Said Utter: “I’m not going there … but I’m not arguing that.”

Osborn vehemently disagrees even though he isn’t seeking re-election. One of the primary jobs of the office is returning to people unclaimed property such as uncashed payroll checks and gift cards. The office has returned about $43.5 million since Osborn took office in 2007.

The office also acts as the state’s banker, receiving and disbursing state revenue, and does the same with child-support payments.

“It’s important for people to have a person who they elected directly overseeing their finances,” Osborn said. “Yes, a bureaucrat could perform” some of the duties, “but I think having someone directly accountable … makes the people involved with their government.”

“The agencies don’t respond as well to … bureaucrats, as they do a constitutional officer,” he added later.

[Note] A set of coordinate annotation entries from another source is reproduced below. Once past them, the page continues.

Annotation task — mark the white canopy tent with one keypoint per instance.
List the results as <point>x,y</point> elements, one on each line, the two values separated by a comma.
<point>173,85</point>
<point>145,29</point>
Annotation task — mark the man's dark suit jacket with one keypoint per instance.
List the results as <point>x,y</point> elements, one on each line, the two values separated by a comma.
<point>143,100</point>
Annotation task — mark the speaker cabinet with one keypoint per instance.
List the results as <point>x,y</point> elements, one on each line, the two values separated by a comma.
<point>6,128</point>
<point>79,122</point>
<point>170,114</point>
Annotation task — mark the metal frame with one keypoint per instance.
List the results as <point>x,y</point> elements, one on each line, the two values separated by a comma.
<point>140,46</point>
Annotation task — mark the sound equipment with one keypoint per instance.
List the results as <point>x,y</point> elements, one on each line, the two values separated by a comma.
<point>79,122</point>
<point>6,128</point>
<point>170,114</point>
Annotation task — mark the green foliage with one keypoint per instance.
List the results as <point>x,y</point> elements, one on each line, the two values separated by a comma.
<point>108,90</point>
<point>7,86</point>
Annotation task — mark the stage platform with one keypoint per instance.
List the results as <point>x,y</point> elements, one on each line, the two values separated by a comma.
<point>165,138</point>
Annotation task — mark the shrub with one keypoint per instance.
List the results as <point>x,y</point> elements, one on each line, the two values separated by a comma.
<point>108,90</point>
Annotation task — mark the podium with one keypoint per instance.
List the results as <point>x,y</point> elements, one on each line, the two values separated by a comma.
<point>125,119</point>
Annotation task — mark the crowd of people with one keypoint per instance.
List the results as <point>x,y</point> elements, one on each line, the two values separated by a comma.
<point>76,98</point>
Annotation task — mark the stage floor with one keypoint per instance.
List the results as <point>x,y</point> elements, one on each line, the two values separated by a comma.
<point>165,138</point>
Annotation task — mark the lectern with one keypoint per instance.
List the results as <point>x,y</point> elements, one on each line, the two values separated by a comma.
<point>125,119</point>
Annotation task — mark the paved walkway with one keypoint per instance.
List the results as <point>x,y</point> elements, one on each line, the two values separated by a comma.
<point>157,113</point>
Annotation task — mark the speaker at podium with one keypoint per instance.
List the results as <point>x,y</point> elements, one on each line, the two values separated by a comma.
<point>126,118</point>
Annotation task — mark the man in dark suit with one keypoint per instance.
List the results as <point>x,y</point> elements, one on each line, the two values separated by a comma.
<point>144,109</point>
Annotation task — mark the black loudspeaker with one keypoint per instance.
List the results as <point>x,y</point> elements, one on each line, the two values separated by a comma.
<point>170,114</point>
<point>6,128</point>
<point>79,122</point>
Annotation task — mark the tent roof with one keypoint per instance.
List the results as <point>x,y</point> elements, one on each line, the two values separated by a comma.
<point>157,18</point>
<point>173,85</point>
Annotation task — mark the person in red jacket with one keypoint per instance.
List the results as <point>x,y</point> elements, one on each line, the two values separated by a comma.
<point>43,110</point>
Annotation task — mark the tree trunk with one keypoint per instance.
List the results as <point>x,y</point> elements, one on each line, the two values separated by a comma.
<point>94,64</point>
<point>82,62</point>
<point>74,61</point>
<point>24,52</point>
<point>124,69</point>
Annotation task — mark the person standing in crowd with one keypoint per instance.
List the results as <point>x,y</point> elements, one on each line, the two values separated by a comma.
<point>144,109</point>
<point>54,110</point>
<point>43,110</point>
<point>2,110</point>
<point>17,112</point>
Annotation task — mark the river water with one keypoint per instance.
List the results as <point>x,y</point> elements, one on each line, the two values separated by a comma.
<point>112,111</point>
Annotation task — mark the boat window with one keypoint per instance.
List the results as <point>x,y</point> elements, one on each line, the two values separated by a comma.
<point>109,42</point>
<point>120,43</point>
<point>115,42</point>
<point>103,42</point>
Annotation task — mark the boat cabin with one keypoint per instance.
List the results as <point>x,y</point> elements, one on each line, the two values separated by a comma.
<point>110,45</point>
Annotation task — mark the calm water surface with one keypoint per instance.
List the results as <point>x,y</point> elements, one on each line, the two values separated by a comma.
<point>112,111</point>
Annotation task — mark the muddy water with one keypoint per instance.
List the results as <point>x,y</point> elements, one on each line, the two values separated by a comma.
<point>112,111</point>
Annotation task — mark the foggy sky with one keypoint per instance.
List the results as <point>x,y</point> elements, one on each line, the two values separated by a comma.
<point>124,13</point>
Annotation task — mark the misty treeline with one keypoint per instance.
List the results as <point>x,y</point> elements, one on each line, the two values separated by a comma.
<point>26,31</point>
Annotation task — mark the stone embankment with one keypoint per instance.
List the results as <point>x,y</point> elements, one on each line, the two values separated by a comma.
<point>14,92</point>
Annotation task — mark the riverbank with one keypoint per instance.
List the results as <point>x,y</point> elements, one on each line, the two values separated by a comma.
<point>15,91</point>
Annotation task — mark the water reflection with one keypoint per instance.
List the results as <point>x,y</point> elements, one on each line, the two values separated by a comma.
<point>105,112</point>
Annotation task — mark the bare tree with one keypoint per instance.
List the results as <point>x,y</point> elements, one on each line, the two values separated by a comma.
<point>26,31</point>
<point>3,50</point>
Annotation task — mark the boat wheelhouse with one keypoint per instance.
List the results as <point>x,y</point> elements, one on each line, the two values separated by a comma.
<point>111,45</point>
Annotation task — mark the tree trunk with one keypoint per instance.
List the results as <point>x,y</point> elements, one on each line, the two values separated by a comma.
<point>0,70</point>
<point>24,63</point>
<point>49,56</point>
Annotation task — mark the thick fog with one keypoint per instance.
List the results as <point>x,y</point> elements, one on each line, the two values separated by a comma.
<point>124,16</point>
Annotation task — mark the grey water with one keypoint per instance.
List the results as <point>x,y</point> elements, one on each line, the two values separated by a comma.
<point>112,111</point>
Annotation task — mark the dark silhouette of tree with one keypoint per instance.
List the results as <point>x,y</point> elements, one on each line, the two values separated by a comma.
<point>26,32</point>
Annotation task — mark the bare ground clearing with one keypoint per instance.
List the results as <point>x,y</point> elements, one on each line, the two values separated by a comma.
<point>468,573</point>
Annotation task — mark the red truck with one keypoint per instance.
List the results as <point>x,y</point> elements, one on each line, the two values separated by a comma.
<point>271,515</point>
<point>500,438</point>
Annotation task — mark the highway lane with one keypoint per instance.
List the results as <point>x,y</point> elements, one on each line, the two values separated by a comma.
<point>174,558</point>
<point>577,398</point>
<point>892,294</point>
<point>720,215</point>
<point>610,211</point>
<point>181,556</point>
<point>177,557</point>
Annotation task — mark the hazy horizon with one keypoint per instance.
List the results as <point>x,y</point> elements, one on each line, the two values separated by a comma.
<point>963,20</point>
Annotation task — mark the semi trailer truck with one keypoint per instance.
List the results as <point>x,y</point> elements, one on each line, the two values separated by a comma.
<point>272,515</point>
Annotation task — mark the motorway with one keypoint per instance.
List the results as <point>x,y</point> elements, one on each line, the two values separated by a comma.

Currently, treasurers are elected in 37 states and Utter said seven states don’t have a treasurer. In some other states, legislatures select treasurers, and in some they are appointed by governors.

The treasurer’s office currently has about 50 employees and a budget of $26.5 million. Utter said about $5.5 million of that goes to administration, and he believes some of that cost could be eliminated by axing the office.

Some lawmakers have their doubts that there will be savings, saying that that cutting the office could actually enlarge state government.

“I think they’re going to expand other areas of government to handle the duties,” said Sen. Charlie Janssen of Fremont.

The proposed constitutional amendment must still pass two more rounds of debate before going before voters.